第18章 第 18 章 總有一日……
張白圭眼中的火光稍稍平息,染上了一層沉重的陰影。
“去歲,荊州府有一田產訟案。”他聲音低了下來,“原告鄂西山民,口音濃重,言租谷三石。然其鄉音石近十,值堂胥吏誤聽誤錄為三十石。”
溫暖瞪大眼睛。
“被告幾乎破家蕩產,湊不齊欠租,被拘押牢獄。一年後,原告攜真正租契至府衙鳴冤,方得澄清。”
張白圭垂下眼睫,“然一年牢獄之災,數十兩打點獄卒的銀子,家中老母急病身亡無人照料,這些,何處彌補?”
他抬起眼,看著溫暖:“此非個例。我隨父親查閱舊年卷宗,因方言音誤而致的冤案、貽誤的政令、引發的民變,每年都有。”
他的手指輕輕拂過拼音表上那些簡單的字母:“若當時,那山民能以此法將自己的訴求寫在紙上,若那胥吏能依標準音解讀,何至於此?”
陽光在拼音表上投下明明暗暗的光影。那些圓圈線條,此刻在溫暖眼裡,忽然變得不一樣了。它們不再只是她一年級時頭疼的小蝌蚪,而是能救人的東西。
沉默在房間裡蔓延了很久,張白圭先回過神來,他坐回椅子,有些赧然地整理了一下衣袖,方才激動時,袖口都有些亂了。
他輕聲道:“抱歉,一時忘形。”
溫暖卻用力搖頭,馬尾辮甩來甩去:“沒有沒有,你說得特別好,我、我都沒想到,拼音還能這麼厲害。”
她眼睛亮晶晶地看著他:“張白圭,你長大後,一定會是個特別特別大的官。”
張白圭耳根微紅,別開視線:“……未必。”
溫暖斬釘截鐵:“一定。”
氣氛重新輕鬆起來。張白圭看著那張已經有些卷邊的拼音掛圖,忽然開口:“溫小娘子,”
“嗯?”
“可否,教我你們後世的雅言?”
溫暖眨眨眼:“雅言?”
張白圭轉過頭:“就是你說的普通話。我想聽聽,五百年後的人,如何用這種統一標準的語言說話。想聽那種經過打磨、沒有歧義、能讓天下人都聽懂的發音。
他補充道:“就像你方才說的春天來了那種。”
溫暖啊了一聲,整個人都興奮起來:“你想聽我讀課文?我普通話可標準了,老師總誇我。”
她立刻蹦起來,在書架上翻找,抽出一本二年級的語文課本,嘩啦啦翻到某一頁。
“這篇《春天來了》我一年級時參加朗誦比賽還拿過獎呢。”
她站直身體,清清嗓子,把課本捧在胸前,完全是學校朗誦比賽的架勢。
張白圭也坐直了身體,雙手放在膝上,像在聆聽一場重要的講學。
陽光灑滿房間,溫暖明亮。
溫暖深吸一口氣,用標準的、清脆的、經過老師一字一句矯正過的播音腔,開始朗讀:
“春天來了,大地甦醒,萬物復甦。”
“冰雪融化,小溪潺潺流淌……”
她的聲音在房間裡迴盪。沒有兒化音,沒有方言腔調,每一個字都咬得清晰圓潤,聲調起伏恰到好處。
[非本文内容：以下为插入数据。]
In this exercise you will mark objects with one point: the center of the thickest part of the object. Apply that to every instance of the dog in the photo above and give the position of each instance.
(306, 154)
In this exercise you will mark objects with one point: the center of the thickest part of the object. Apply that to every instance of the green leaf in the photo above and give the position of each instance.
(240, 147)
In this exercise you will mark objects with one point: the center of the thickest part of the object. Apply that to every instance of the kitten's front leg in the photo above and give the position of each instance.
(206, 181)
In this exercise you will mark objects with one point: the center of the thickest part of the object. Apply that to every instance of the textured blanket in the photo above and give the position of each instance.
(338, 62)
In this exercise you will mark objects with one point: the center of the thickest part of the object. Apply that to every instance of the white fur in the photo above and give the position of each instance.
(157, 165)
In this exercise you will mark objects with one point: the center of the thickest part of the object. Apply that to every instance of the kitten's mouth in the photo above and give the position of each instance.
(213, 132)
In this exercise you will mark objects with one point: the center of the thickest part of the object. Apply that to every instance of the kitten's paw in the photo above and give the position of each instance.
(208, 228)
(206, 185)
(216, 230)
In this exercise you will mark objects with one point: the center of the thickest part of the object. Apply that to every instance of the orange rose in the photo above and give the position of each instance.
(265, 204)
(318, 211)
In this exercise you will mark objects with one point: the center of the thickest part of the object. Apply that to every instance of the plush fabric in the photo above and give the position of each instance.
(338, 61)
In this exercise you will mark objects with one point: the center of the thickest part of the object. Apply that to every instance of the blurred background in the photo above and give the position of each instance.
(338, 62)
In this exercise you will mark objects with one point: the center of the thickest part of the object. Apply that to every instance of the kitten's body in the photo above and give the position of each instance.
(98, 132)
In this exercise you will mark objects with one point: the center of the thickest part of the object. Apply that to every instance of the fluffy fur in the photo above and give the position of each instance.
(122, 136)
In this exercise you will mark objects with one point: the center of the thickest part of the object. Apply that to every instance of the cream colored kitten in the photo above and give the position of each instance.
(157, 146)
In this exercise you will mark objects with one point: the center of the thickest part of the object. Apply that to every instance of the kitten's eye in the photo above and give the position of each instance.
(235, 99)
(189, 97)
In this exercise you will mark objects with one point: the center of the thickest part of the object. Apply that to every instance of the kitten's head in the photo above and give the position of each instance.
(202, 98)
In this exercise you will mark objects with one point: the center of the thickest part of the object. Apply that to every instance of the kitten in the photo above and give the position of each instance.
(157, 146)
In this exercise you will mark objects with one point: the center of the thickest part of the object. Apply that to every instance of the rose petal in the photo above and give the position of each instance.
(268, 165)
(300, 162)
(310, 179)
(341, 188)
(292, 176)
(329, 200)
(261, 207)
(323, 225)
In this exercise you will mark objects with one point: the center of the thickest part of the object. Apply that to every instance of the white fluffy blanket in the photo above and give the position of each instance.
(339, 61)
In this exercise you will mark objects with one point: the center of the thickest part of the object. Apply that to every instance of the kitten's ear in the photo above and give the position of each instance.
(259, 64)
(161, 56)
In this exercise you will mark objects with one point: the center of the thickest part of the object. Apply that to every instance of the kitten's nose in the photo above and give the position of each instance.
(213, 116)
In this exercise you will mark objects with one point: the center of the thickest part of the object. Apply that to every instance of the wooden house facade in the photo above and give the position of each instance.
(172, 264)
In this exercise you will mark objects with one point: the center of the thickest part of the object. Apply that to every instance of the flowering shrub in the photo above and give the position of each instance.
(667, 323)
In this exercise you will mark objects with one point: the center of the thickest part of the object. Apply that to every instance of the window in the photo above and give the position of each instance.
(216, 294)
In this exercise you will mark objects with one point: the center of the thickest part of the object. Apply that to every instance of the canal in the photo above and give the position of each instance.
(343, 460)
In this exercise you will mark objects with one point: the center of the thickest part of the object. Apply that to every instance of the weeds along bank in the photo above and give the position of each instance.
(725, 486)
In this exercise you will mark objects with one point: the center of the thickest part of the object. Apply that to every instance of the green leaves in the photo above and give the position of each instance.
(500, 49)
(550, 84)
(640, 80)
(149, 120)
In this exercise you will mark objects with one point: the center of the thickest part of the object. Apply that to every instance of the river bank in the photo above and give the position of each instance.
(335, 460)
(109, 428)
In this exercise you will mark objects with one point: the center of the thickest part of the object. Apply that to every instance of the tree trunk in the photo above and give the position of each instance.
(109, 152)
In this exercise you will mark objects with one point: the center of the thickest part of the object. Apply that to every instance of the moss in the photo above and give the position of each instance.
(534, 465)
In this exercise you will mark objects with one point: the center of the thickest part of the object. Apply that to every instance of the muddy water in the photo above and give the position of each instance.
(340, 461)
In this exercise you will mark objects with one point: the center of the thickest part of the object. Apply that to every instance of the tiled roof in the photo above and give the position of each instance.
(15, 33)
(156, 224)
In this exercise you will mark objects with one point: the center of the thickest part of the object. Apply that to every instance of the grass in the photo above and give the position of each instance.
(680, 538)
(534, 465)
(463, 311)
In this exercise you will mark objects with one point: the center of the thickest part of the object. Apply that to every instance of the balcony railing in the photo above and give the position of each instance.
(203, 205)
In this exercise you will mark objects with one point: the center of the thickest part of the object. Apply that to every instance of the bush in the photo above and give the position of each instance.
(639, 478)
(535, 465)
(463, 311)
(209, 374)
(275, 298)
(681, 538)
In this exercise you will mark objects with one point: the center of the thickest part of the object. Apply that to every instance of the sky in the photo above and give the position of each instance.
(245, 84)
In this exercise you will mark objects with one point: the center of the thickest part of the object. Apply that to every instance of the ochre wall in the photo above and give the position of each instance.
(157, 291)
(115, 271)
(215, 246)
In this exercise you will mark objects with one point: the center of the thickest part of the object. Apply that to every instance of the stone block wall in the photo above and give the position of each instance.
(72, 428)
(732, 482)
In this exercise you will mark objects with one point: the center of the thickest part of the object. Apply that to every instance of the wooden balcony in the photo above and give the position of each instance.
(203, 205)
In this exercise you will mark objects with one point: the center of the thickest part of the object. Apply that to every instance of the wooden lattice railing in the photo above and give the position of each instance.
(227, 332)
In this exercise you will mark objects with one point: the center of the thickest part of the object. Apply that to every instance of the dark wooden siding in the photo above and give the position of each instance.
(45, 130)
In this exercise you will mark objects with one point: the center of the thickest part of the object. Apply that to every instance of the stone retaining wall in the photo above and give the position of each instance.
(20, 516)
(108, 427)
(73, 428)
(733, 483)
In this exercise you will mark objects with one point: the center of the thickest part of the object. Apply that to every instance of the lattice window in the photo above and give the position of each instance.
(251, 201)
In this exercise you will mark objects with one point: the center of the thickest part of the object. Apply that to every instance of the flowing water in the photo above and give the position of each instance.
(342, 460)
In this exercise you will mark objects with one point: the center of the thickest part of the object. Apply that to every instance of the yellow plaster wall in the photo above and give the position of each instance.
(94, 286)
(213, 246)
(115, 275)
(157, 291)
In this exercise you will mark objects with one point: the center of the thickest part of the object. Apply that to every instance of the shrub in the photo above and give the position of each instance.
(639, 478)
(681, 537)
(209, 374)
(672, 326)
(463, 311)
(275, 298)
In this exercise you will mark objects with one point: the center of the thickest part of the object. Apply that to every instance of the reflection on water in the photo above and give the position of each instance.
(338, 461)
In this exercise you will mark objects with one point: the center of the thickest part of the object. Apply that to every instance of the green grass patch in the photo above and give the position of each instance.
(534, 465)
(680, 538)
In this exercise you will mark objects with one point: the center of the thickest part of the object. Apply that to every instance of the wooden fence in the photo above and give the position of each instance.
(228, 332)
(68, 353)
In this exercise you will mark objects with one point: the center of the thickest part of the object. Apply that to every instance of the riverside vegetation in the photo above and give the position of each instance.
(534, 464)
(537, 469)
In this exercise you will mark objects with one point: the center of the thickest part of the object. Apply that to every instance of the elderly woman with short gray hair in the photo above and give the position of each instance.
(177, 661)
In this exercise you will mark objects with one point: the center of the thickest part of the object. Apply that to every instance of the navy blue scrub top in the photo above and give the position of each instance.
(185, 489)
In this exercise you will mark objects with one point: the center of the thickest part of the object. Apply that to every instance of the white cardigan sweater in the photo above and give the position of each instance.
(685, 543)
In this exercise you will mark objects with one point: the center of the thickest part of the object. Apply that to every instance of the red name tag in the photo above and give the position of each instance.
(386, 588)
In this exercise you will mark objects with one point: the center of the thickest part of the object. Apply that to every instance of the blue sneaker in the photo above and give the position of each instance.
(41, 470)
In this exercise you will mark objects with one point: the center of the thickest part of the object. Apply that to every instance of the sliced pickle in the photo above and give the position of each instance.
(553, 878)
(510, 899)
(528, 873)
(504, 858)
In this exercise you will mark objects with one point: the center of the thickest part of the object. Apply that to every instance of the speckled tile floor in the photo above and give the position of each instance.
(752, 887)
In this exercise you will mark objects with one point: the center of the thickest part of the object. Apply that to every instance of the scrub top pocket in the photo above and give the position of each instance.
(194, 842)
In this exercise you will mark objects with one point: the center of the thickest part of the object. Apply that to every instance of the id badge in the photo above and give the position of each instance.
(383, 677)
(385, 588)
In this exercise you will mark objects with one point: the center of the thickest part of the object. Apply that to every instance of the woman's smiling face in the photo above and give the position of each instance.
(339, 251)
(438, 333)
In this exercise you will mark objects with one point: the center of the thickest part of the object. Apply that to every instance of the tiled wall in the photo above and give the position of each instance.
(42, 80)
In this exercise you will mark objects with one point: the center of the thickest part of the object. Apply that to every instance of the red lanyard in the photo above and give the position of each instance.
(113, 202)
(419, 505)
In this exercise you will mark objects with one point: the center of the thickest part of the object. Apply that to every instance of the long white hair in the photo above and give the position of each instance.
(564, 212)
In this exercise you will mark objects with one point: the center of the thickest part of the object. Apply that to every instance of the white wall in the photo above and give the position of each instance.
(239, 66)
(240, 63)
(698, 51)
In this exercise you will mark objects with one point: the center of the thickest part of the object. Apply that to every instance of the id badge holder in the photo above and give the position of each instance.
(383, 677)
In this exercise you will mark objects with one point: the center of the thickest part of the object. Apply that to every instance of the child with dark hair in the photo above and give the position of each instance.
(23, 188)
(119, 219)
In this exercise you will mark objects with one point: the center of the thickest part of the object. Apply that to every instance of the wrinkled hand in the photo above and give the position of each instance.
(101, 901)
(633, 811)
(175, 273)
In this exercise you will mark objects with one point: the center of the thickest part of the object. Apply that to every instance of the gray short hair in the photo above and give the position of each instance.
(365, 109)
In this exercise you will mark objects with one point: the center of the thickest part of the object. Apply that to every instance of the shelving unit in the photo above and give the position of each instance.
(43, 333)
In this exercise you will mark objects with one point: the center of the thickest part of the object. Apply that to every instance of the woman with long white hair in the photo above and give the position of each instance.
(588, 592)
張白圭閉上了眼睛,他不再看那個穿著牛仔揹帶褲、馬尾辮隨動作輕晃的現代小娘子。
他只是聽,聽那種經過五百年的演化、爭議、規範、最終定型的標準音。聽那種能讓東海漁夫和西域商人都聽懂的統一語言。
聽一個孩子,用這種語言,描述著春天、甦醒、復甦,這些美好的、充滿希望的詞。
……
最後一個尾音落下。
房間裡安靜了幾秒。只有窗外隱約傳來的、屬於現代城市的白噪音。
張白圭緩緩睜開眼,他看向溫暖因認真而微微泛紅的臉頰上,然後移向窗外,那裡是北京七月的盛夏,綠樹濃蔭如蓋,空調外機在烈日下嗡嗡運轉。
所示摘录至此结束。